Refractor Telescope Designs for Astronomy

A telescope has two roles optically, the first is to gather light and the second is to focus that light, a refractor excells at gathering light being the only unobstructed optical design. The traditional achromat refractor has some issues focusing all wavelengths (colours) at exactly the same point resulting in colour fringing or chromatic abberation (CA).

To combat this an achromat refractor is often made in longer focal lengths such as f9 as this reduces the CA to some extent if the aperture is small to medium sized, up to around 5" (127mm) provides good but not perfect results.

The problem
CA robs precious contrast from the view you see, especially important when observing fine planetary detail. You really need all the visible wavelengths of light to come together at focus for the best performance and view.

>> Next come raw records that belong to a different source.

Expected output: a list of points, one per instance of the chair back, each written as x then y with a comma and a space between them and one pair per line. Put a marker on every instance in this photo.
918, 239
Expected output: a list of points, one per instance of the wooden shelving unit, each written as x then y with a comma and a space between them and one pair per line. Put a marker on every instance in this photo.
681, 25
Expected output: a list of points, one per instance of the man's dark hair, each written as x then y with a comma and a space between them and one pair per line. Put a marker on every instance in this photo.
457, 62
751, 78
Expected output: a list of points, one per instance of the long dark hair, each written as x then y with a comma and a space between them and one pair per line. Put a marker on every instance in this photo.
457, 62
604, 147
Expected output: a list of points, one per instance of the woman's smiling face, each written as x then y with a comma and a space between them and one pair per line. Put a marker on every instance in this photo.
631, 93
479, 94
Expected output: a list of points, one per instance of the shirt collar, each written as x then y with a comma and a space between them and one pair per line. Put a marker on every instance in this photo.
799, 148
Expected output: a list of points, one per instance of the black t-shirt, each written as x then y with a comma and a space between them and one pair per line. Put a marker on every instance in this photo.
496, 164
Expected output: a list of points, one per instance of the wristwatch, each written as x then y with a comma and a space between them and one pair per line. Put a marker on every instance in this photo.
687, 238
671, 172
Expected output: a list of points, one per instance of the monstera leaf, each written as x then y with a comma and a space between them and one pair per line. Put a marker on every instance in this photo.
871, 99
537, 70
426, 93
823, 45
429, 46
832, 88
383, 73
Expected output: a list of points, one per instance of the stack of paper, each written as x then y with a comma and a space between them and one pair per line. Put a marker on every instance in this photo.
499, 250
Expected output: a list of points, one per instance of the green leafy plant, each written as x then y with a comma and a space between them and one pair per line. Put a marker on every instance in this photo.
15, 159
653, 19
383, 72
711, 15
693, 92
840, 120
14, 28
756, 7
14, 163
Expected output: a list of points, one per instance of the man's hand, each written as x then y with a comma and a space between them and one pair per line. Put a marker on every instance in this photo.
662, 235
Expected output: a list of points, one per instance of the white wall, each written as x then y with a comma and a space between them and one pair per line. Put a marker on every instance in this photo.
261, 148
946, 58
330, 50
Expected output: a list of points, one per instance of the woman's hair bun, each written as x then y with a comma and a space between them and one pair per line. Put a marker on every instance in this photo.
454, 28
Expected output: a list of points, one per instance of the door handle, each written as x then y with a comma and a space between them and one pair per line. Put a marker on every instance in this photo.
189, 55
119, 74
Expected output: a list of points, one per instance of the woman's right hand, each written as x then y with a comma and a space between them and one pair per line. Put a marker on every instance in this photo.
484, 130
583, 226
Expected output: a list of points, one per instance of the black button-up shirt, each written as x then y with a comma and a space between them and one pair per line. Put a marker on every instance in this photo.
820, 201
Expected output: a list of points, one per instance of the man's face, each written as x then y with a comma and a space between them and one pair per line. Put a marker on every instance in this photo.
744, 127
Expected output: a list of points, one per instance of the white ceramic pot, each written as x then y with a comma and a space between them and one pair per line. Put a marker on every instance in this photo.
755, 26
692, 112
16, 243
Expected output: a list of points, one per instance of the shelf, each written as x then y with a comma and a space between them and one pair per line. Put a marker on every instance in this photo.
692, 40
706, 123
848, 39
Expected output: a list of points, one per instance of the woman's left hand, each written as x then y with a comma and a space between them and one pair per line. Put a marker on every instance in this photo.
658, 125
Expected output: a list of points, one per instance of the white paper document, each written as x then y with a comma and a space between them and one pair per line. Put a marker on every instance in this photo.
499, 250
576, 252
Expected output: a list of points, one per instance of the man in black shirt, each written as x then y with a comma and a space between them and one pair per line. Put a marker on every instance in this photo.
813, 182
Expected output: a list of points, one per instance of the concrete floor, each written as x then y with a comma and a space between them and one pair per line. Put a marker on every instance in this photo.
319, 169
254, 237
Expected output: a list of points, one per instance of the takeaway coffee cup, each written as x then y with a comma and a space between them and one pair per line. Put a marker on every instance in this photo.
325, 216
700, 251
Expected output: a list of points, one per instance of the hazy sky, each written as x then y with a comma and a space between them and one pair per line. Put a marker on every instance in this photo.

The answer used to be impractically long focal ratios of f12 and f15, making a 5" refractor over 6ft long in some cases.

The solution
Modern special dispersion (ED) glass types and exotic triplet designs have all but eliminated CA but at a much higher cost than the basic achromat, both in terms of material costs and lens production. Now you can have a refractor where essentially all colours focus together and at short focal ratios which means practical, manageable length instruments.

ED Doublets
The most cost effective solution is the Extra low dispresion glass doublet or (ED) refractor using one special dispersion element to focus virtually all wavelengths extremely closely, resulting in a near perfect in focus star image. At focal ratios of f6 or greater this solution is ideal for visual observers and casual imagers, however it is not perfect for serious imaging as there are still traces of CA and at f6 / f7 the field is not completely flat. Field flatteners can be added to help with corrections for imagers who want better field curvature control with today's large chips in commercial cameras.

Triplet Apo's
Triplet apochromats are the ultimate answer for advanced visual and photographic applications, three lenses are used either air or oil spaced using at least one ED lens to correct for colour and fleld curvature is also better in the triplet. With this level of complex lens arrangement there are some practical drawbacks, air spacing insulates and slows cooldown and oil spacing restricts the design more than air spacing. Of course these are the most expensive to produce and assemble correctly but for many they are the ultimate astronomical telescope.

Final thoughts
Essentially unless you are very serious about imaging the ED doublet is likely to be the best choice. Virtually free of CA and offering extremely high light transmission and contrast with only four air to glass surfaces combined with lighter weight and a robust cell design these are very desirable options. The ED doublet is more expensive than an achromat but modern manufacturing and competitive retail pricing has made these more affordable than ever.

Popular ED doublets are produced by SkyWatcher with the Equinox and DS Pro ranges up to 150mm aperture, aswell as models from APM in 140mm and 152mm apertures.